- The Exabeam report says that AI leads threats to initiates, which are now exceeding external cyber attacks
- Most companies have initiate programs, but lack advanced behavioral analysis necessary for early detection
- Generative AI agents create faster and more stealthy risks that traditional defenses cannot easily catch
The way in which organizations consider the risk of initiate change, according to a new Exabeam report which affirms that the threats of initiates have exceeded external attacks to become the first security problem, and it is mainly due to AI.
Almost two -thirds (64%) of respondents said they now saw initiates, whether malicious or compromised, as a more important danger than external actors – and generating AI is at the origin of an increase in faster and furtive attacks which are much more difficult to detect.
“The initiates are no longer just people,” said Exabeam IA chief and product agent Steve Wilson. “These are AI agents who connected with valid identification information, the usurpation of confidence voice and movements at the speed of the machine.
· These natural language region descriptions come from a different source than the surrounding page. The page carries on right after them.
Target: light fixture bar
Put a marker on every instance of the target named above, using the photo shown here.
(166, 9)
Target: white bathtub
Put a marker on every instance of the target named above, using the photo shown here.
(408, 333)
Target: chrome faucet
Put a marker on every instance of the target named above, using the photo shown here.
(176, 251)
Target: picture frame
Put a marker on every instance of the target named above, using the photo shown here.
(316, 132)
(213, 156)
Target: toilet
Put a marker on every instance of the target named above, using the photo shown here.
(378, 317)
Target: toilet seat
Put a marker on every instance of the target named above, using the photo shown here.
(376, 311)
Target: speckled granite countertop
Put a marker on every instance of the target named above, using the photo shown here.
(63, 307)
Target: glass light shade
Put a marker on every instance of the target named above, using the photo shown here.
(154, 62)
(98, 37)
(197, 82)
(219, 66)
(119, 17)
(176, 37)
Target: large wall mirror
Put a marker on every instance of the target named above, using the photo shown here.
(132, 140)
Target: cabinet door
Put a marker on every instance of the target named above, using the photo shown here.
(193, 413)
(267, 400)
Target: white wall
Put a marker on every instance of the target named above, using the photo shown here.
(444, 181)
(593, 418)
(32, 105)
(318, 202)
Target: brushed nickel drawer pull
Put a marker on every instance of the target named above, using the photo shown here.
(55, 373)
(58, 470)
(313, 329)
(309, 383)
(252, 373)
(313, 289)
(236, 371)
The question is not only that has access – it is if you can locate when this access is abused.”
Improved phishing and social engineering AI
More than half of the organizations have declared an increase in initiate incidents in the past year, most expected growth.
Government, manufacturing and health care are among the sectors that are preparing for sharper increases, while Asia-Pacific and Japan anticipate the largest regional increases.
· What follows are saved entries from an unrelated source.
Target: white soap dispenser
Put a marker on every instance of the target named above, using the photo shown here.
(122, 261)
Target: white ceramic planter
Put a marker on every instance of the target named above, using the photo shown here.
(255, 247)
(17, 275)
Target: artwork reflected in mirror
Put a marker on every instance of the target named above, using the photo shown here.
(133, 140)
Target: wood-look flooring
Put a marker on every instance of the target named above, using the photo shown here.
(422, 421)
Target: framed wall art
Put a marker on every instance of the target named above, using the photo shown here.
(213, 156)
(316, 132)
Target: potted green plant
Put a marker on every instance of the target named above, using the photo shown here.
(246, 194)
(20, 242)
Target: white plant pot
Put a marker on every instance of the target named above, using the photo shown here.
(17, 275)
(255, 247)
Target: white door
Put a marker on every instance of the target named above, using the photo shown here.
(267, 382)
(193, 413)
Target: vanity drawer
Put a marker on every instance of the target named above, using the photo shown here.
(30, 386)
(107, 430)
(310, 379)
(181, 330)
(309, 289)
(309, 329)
The Middle East region is the aberrant value here, with almost a third of organizations expecting a decline, something Exabeam may suggest is due to stronger defenses or an underestimation of new AI risks.
Improved phishing and social engineering are now among the main tactics of initiates, capable of adapting in real time and imitating the communications of large -scale trust.
The unauthorized use of the generative AI makes the challenge facing even more difficult companies, with three -quarters of the organizations reporting an unprepared activity.
Technology, government and financial services show the highest levels of concern.
Despite the widespread adoption of AI in security tools, initiate threat programs remain a mixed bag, as Exabeam has noted, while 88% of organizations have such programs in place, only 44% really use the analysis of user behavior and entities.
“The AI added a layer of speed and subtlety to the activity of initiates that traditional defenses were not built to detect,” said Kevin Kirkwood, Ciso, Exabeam. “The security teams deploy AI to detect these evolving threats, but without strong governance or clear surveillance, it is a race that they find it difficult to gain. This paradigm shift requires a fundamentally new approach to the defense of initiate threats. ”
Exabeam’s report noted its conclusions “point to a clear and coherent challenge” in which “organizations are aware of the threats of initiates, but most of them do not have visibility and the interfunctional alignment necessary to resolve them effectively”.
“While AI becomes more anchored in corporate workflows, the emergence of AI agents adds a new layer of complexity. These agents are not intrinsically malicious, but their ability to act independently introduces risks that traditional controls may fail.